Deleting or updating an account
Back in FTP Accounts, scroll to Special FTP Accounts to see every account on the domain. From there you can:
- Change Password — rotate credentials without recreating the account
- Change Quota — adjust the storage cap
- Delete — removes the login but leaves the files in place
Delete FTP accounts as soon as a contractor's work is done, the same way you'd revoke a departing employee's key card. Unused accounts sitting around with old passwords are one of the more common ways shared-hosting sites get compromised.
Prevention: keep FTP access tight going forward
- Create a separate FTP account for every person or tool that needs upload access — never share one login among multiple people.
- Scope the directory as narrowly as the job allows.
- Prefer SFTP over plain FTP when your plan supports SSH access — it's encrypted end to end and doesn't have FTP's passive-mode firewall headaches.
- Turn on Force FTPS in cPanel if you must use plain FTP, so credentials aren't sent in the clear.
- Review the FTP Accounts list every few months and delete anything you don't recognize.
A few minutes spent scoping accounts properly up front saves a much worse afternoon later, cleaning up after a leaked password or an accidental delete in the wrong folder.
Frequently asked questions
What's the difference between the main FTP account and a new one I create?

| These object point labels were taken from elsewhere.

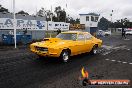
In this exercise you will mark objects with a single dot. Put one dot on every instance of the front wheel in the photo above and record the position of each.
(65, 55)
(94, 50)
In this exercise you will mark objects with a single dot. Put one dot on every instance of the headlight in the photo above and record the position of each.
(44, 49)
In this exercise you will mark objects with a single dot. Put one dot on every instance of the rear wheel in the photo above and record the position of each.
(94, 50)
(65, 55)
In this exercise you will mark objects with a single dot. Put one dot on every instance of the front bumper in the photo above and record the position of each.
(46, 54)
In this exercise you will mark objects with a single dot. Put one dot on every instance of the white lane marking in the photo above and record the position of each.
(106, 53)
(119, 61)
(130, 63)
(124, 62)
(107, 59)
(113, 60)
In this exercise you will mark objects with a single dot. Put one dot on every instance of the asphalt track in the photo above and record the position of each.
(19, 68)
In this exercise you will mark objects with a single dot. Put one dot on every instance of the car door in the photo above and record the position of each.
(88, 42)
(80, 43)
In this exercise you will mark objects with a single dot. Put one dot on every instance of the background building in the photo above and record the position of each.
(90, 20)
(33, 25)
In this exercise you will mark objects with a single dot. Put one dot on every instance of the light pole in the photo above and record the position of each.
(14, 22)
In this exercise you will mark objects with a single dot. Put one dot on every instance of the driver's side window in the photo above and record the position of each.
(81, 37)
(88, 36)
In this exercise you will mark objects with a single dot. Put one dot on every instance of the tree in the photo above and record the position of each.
(22, 12)
(41, 12)
(103, 24)
(77, 20)
(2, 9)
(61, 14)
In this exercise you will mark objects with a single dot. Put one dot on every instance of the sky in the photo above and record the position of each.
(121, 8)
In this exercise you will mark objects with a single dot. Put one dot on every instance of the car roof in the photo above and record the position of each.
(74, 32)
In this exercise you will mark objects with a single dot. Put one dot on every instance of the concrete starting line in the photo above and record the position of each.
(123, 62)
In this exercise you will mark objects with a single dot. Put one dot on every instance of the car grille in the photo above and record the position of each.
(41, 49)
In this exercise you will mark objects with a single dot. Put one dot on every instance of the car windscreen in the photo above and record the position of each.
(67, 36)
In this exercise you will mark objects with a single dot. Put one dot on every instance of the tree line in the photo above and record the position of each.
(58, 15)
(104, 24)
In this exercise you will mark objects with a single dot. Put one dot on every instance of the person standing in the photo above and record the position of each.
(58, 31)
(123, 33)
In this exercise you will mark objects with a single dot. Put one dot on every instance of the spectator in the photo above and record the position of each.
(58, 31)
(123, 33)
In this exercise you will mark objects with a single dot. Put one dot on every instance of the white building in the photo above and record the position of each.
(90, 20)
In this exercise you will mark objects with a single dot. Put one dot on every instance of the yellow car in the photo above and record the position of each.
(67, 44)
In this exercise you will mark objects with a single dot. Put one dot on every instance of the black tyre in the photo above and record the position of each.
(65, 55)
(94, 50)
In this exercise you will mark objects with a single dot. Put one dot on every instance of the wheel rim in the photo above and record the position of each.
(95, 51)
(65, 56)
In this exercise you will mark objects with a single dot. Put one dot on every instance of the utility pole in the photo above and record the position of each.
(14, 22)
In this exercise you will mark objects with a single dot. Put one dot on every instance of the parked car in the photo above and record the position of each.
(107, 33)
(100, 33)
(67, 44)
(128, 32)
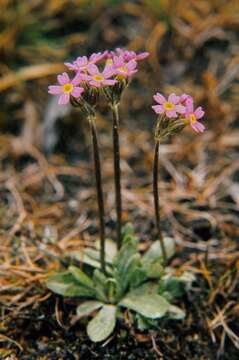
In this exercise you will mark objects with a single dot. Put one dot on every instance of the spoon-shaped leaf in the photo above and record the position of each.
(103, 324)
(151, 306)
(87, 307)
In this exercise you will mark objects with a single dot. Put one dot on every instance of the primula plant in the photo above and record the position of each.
(116, 275)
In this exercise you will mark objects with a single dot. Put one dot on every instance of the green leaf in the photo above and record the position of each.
(100, 282)
(103, 324)
(151, 306)
(86, 259)
(65, 284)
(144, 323)
(81, 277)
(175, 313)
(87, 307)
(154, 270)
(155, 251)
(170, 288)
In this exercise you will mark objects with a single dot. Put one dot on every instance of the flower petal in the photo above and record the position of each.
(54, 89)
(159, 98)
(70, 66)
(95, 83)
(173, 98)
(171, 113)
(180, 109)
(159, 109)
(142, 56)
(189, 105)
(198, 127)
(77, 79)
(109, 82)
(64, 99)
(77, 91)
(63, 78)
(131, 64)
(199, 112)
(93, 69)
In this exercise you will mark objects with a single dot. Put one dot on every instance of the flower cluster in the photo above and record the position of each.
(179, 107)
(99, 70)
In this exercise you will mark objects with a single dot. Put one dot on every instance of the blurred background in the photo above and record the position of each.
(47, 201)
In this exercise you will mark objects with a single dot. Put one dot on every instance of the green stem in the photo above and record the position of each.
(156, 199)
(99, 189)
(117, 173)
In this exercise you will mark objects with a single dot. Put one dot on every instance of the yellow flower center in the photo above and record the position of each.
(184, 120)
(192, 118)
(98, 77)
(168, 106)
(123, 69)
(67, 88)
(109, 62)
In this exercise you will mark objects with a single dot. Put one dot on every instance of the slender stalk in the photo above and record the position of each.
(156, 199)
(117, 173)
(99, 189)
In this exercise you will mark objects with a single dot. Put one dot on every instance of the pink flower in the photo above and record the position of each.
(99, 79)
(124, 69)
(82, 62)
(171, 107)
(191, 116)
(66, 88)
(184, 98)
(131, 55)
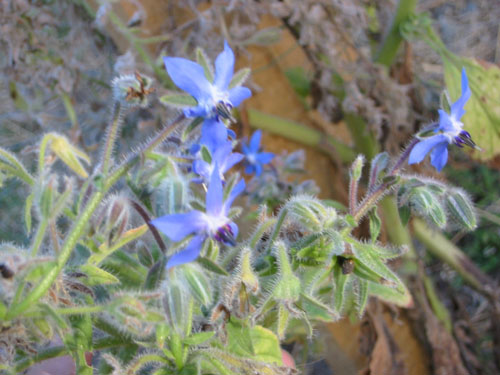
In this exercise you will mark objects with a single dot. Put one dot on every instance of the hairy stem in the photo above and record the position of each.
(78, 228)
(111, 138)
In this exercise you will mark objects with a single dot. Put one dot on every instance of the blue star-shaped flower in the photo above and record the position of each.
(254, 159)
(449, 130)
(222, 156)
(214, 99)
(212, 223)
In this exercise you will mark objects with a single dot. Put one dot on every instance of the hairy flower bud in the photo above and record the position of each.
(132, 90)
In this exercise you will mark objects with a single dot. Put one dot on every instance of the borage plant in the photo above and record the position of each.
(198, 297)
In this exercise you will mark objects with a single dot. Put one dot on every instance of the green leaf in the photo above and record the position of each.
(212, 266)
(27, 211)
(375, 224)
(179, 100)
(3, 310)
(97, 276)
(340, 282)
(202, 59)
(205, 154)
(482, 116)
(461, 209)
(198, 338)
(317, 310)
(257, 343)
(155, 274)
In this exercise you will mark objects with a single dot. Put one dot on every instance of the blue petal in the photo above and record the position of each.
(249, 169)
(439, 156)
(202, 168)
(421, 149)
(445, 123)
(237, 190)
(255, 141)
(258, 169)
(234, 229)
(457, 108)
(232, 160)
(178, 226)
(190, 253)
(188, 76)
(264, 157)
(214, 193)
(245, 149)
(199, 111)
(213, 134)
(224, 68)
(238, 94)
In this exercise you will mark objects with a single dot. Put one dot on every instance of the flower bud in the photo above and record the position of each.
(132, 90)
(178, 304)
(357, 168)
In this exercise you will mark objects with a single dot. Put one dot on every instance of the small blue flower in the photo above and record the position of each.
(449, 130)
(222, 156)
(213, 223)
(253, 158)
(214, 99)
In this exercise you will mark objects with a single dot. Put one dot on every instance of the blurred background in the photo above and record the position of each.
(315, 77)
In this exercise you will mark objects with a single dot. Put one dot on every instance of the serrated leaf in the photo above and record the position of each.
(198, 338)
(97, 276)
(482, 116)
(239, 77)
(256, 343)
(202, 59)
(178, 100)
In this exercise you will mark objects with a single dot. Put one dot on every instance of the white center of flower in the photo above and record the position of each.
(252, 158)
(215, 223)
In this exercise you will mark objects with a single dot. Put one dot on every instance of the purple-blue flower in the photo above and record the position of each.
(214, 99)
(254, 159)
(223, 159)
(213, 223)
(449, 130)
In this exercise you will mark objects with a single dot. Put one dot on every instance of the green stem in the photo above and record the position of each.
(302, 134)
(40, 234)
(389, 48)
(79, 227)
(111, 138)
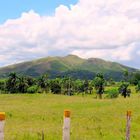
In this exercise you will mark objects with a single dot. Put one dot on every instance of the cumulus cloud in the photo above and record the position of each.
(108, 29)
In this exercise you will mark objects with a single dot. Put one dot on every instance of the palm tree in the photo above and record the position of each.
(12, 83)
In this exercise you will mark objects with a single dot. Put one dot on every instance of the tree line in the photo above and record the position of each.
(24, 84)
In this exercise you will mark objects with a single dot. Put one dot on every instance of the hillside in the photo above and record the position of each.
(70, 65)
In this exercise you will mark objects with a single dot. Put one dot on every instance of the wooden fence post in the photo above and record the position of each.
(2, 120)
(66, 125)
(128, 117)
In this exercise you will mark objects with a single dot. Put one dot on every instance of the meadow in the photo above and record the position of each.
(34, 116)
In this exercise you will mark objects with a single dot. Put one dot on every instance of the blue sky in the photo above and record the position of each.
(31, 29)
(10, 9)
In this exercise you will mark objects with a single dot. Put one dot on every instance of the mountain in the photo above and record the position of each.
(70, 65)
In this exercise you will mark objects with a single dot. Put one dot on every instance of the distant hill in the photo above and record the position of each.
(70, 65)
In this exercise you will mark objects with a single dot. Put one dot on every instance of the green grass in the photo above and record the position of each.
(28, 116)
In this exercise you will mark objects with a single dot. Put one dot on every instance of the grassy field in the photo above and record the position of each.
(29, 116)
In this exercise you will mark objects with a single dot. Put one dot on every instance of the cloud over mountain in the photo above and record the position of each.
(108, 29)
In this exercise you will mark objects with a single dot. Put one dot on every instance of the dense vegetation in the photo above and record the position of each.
(69, 86)
(32, 116)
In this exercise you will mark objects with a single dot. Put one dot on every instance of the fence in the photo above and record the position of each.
(66, 125)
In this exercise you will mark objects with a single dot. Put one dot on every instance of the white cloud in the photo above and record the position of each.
(108, 29)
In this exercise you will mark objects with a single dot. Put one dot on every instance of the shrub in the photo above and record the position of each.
(112, 93)
(32, 89)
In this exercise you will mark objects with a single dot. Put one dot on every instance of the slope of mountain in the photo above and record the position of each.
(70, 65)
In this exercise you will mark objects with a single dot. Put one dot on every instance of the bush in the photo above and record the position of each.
(32, 89)
(112, 93)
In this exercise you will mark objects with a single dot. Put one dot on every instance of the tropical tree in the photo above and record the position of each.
(55, 86)
(12, 83)
(22, 84)
(99, 82)
(123, 89)
(43, 82)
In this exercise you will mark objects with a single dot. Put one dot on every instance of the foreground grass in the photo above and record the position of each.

The main account (your cPanel login) has access to every file on the hosting account. A new FTP account you create is jailed to whichever directory you assign it, so it can't see or modify anything outside that folder.
Should I use FTP, FTPS, or SFTP?
SFTP (port 22, over SSH) is the most secure and is available if your hosting plan includes SSH access. If you only have plain cPanel hosting, use FTPS (FTP over TLS) rather than plain FTP so your password isn't sent unencrypted.
Why does the FTP account show the wrong folder as the root directory?
cPanel jails the account to whatever directory you set when creating it, and displays that folder as '/' in the FTP client. If it's wrong, edit the account in FTP Accounts and update the directory, or delete and recreate it with the correct path.
Can I limit an FTP account to read-only access?
cPanel's FTP Accounts tool doesn't have a built-in read-only toggle. For read-only access you'd need to set restrictive file permissions on the target directory, or use a different protocol like SFTP with a chrooted SSH key that has limited write permissions, which typically requires WHM/root access.
Is it safe to leave quota set to Unlimited?
Yes, as long as your hosting plan has its own overall disk quota. Unlimited on the FTP account just means that specific login isn't individually capped below your account's total allowance.